The amount of code needed for this extension turned out to be trivial, with most of the work being done by the six transformation matrices, and the code provided by Inkscape.
This works in the browser too
SVG is of course not limited to Inkscape; it works right here in today's web browsers, and integrates surprisingly well with HTML5, and its friends EcmaScript and CSS. Have a look at the source of this web page if you are curious, or just experiment with this live demonstration of an affine transformation matrix. The list of transformations can be reordered by dragging and dropping them.
Conclusion
With this Inkscape extension, drawing objects in the isometric projection became a lot easier for me. I like how I can draft parts of my design in a flat projection with the rectangular grid, and have the benefit using of Inkscape's useful Align and Distribute tool, before I transform the object to one of the isometric projection's sides.

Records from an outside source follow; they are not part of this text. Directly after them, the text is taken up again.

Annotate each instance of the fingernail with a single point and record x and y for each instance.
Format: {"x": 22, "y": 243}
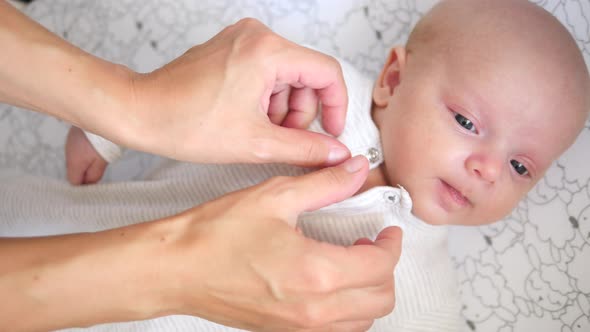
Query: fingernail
{"x": 355, "y": 164}
{"x": 337, "y": 154}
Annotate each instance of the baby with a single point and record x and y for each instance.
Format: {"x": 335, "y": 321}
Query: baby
{"x": 465, "y": 118}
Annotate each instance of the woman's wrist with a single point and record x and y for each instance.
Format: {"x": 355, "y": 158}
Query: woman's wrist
{"x": 42, "y": 72}
{"x": 86, "y": 279}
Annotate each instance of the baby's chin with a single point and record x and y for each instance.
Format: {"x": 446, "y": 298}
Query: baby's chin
{"x": 437, "y": 216}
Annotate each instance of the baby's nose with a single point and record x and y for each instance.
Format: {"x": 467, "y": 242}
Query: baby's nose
{"x": 485, "y": 167}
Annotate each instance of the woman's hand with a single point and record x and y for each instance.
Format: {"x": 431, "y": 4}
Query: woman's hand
{"x": 237, "y": 260}
{"x": 243, "y": 96}
{"x": 246, "y": 95}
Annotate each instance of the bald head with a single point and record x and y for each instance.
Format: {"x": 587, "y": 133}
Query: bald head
{"x": 515, "y": 30}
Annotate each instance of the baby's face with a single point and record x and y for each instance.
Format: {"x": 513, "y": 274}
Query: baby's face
{"x": 469, "y": 137}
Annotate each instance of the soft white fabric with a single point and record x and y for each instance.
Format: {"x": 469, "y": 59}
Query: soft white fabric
{"x": 108, "y": 150}
{"x": 427, "y": 298}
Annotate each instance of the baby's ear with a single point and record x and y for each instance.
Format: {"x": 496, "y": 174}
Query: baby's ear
{"x": 390, "y": 76}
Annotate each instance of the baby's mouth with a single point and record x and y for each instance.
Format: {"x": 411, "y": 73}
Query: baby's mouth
{"x": 455, "y": 194}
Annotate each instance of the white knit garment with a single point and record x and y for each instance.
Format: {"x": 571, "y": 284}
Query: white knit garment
{"x": 426, "y": 290}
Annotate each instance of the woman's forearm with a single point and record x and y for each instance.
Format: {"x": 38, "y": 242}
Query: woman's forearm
{"x": 42, "y": 72}
{"x": 81, "y": 279}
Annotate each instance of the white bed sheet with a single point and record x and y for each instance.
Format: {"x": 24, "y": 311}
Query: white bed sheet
{"x": 528, "y": 272}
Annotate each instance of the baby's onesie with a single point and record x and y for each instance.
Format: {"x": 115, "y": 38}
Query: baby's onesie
{"x": 426, "y": 289}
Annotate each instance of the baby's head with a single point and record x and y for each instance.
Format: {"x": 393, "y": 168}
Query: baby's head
{"x": 483, "y": 98}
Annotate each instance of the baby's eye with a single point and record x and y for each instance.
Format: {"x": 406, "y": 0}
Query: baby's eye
{"x": 519, "y": 167}
{"x": 465, "y": 122}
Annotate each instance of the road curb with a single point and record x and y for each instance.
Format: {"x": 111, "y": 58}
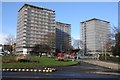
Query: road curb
{"x": 27, "y": 70}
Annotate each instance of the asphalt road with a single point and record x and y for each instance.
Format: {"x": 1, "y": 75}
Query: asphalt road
{"x": 77, "y": 72}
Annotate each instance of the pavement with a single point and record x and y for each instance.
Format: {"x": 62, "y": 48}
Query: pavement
{"x": 110, "y": 65}
{"x": 81, "y": 71}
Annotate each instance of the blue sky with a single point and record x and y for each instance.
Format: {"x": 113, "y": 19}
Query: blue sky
{"x": 67, "y": 12}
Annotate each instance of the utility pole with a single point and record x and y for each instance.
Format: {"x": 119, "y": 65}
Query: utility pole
{"x": 85, "y": 47}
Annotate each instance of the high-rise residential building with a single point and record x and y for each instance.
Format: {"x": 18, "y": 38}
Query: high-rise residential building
{"x": 94, "y": 35}
{"x": 36, "y": 25}
{"x": 63, "y": 36}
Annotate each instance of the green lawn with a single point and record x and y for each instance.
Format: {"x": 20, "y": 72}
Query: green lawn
{"x": 41, "y": 62}
{"x": 110, "y": 59}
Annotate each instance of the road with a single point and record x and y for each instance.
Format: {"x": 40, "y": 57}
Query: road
{"x": 76, "y": 72}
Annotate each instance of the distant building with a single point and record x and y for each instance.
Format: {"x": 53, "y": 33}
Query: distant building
{"x": 94, "y": 35}
{"x": 36, "y": 25}
{"x": 63, "y": 36}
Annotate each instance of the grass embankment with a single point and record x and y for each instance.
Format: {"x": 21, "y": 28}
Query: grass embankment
{"x": 43, "y": 61}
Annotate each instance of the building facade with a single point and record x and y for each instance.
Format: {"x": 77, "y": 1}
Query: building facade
{"x": 36, "y": 25}
{"x": 94, "y": 35}
{"x": 63, "y": 36}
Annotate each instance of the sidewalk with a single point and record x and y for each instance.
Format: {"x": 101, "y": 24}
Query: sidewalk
{"x": 110, "y": 65}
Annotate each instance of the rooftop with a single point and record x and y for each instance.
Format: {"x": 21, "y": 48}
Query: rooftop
{"x": 95, "y": 19}
{"x": 35, "y": 7}
{"x": 63, "y": 23}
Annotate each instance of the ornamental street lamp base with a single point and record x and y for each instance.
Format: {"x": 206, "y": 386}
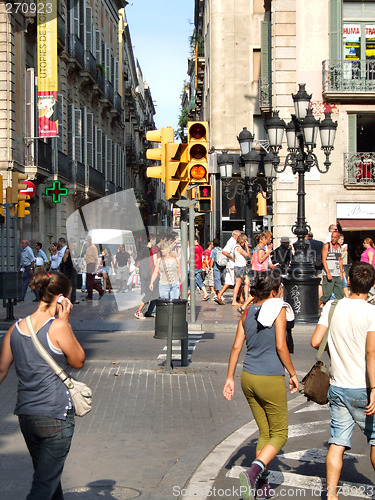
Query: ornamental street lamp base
{"x": 302, "y": 294}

I was pleasantly surprised at how powerful SVG can be once you get a better grasp of some of the mathematical underpinnings. I also took the opportunity to explore the current state of SVG and HTML integration targeting modern evergreen web browsers for this write-up, and it is encouraging to see how much can now be achieved even without any third-party EcmaScript libraries.